Hard-won deals with hotels, airlines and travel companies who either pay him a fee for their passengers or bring in paying customers have built the business up since he established it in 2011, to the point where it now employs 320 people, caters to over 250,000 customers and forecasts sales of over €9m this year.

Its start was more than a little turbulent, however. "After deciding to bet on tourism and seeing an opportunity after visiting an airport lounge in London, I put every cent of my own money into establishing the business, and even sold my house," says Hall. "Then a month before we were due to launch, American Airlines, who then brought about a fifth of all airline passengers into Jamaica, went into Chapter 11 bankruptcy. We found that because they didn't sign a deal with us, it meant there was less of a reason for their rival US airlines to do so.

"With European, the Caribbean and British airlines, we found that once one signed with us, their rivals did as well: they didn't want to be seen to be offering their most valued passengers a poorer service.

"I briefly considered burying my head in the sand and perhaps returning to Ireland to rethink things. But I felt we had too good a product not to make a go of it by just relying on deals with airlines."

He redoubled his efforts to win other deals that would bring in customers, offering hotels and tour companies on the island a healthy commission, winning business from more airlines and marketing it to potential walk-up customers. "I think some of the hotel owners just felt sorry for me when they heard I'd sold my house," he laughs, "but we built the business up gradually".

He also signed a deal to become a Priority Pass lounge, the world's biggest scheme of its kind, with 850 airport lounges provided to millions of customers around the world by banks and credit card companies.

Another clever marketing ploy was dedicating one section of each lounge to an interactive showcase of Jamaica's culture and history, in areas such as art, sport and music to leave departing passengers with a memorable and positive reminder about the island.

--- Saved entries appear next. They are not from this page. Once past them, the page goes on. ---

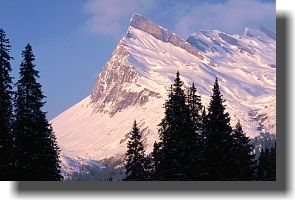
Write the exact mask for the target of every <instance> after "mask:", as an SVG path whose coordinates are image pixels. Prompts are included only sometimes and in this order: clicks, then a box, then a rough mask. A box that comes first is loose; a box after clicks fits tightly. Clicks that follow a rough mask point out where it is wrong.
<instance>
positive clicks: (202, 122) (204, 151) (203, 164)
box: [196, 106, 208, 180]
mask: <svg viewBox="0 0 295 200" xmlns="http://www.w3.org/2000/svg"><path fill="white" fill-rule="evenodd" d="M207 139H208V121H207V114H206V108H205V106H204V107H203V110H202V115H201V124H200V134H199V135H198V140H197V141H198V145H199V149H198V161H199V162H198V165H197V167H196V173H197V174H196V175H197V176H196V179H197V180H205V179H204V177H207V175H208V171H207V165H206V159H207V158H206V156H207V155H206V154H205V153H206V150H207Z"/></svg>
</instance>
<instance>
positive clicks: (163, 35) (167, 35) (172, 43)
mask: <svg viewBox="0 0 295 200" xmlns="http://www.w3.org/2000/svg"><path fill="white" fill-rule="evenodd" d="M130 26H132V27H134V28H136V29H139V30H142V31H144V32H146V33H148V34H150V35H152V36H153V37H155V38H157V39H159V40H161V41H163V42H168V43H170V44H173V45H174V46H177V47H180V48H182V49H185V50H186V51H188V52H189V53H191V54H193V55H195V56H197V57H198V58H199V59H201V60H203V59H204V57H203V56H202V55H201V54H199V53H198V50H197V49H196V48H194V47H193V46H192V45H190V44H189V43H188V42H186V41H185V40H183V39H182V38H180V37H178V36H177V35H176V34H175V33H172V32H171V31H169V30H167V29H165V28H163V27H161V26H159V25H158V24H156V23H154V22H152V21H151V20H148V19H146V18H144V17H143V16H141V15H138V14H134V15H133V17H132V18H131V20H130Z"/></svg>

Alongside it, next month he is launching a multimedia platform to promote and support tourism there.

"The government really liked the showcase and became an ambassador for us in encouraging hotels to promote it," he adds.

Any Irish holidaymakers planning to visit when holiday charter airline Thomson begins direct flights there in June will have a chance to see it for themselves.

Though he still spends 10 weeks here every summer, Hall, who is married with two sons and a daughter, has lived on the Caribbean island for 14 years and has become thoroughly immersed in life there after becoming a citizen in 2010.

Having helped grow mobile phone network Digicel's Jamaican business to over two million customers during his six years at its helm, he worked with its foundation to build a school for children with special needs, in which both remain involved.

While he's previously served on the boards of the island's various trade organisations, he currently chairs Richard Branson's Caribbean Foundation, which holds an annual business plan competition, promotes entrepreneurship and provides training and mentoring while awarding prize money of between €9,000 and €60,000 for the seven best start-up ideas.

Hall's property interest meanwhile, is with four Jamaican business partners with whom he's invested in developing a block of 62 apartments and 80 homes.

It's one of a number of recent signs, he says, of a welcome pick-up in its economy, which is predicted to grow by about 2pc this year, according to the World Bank.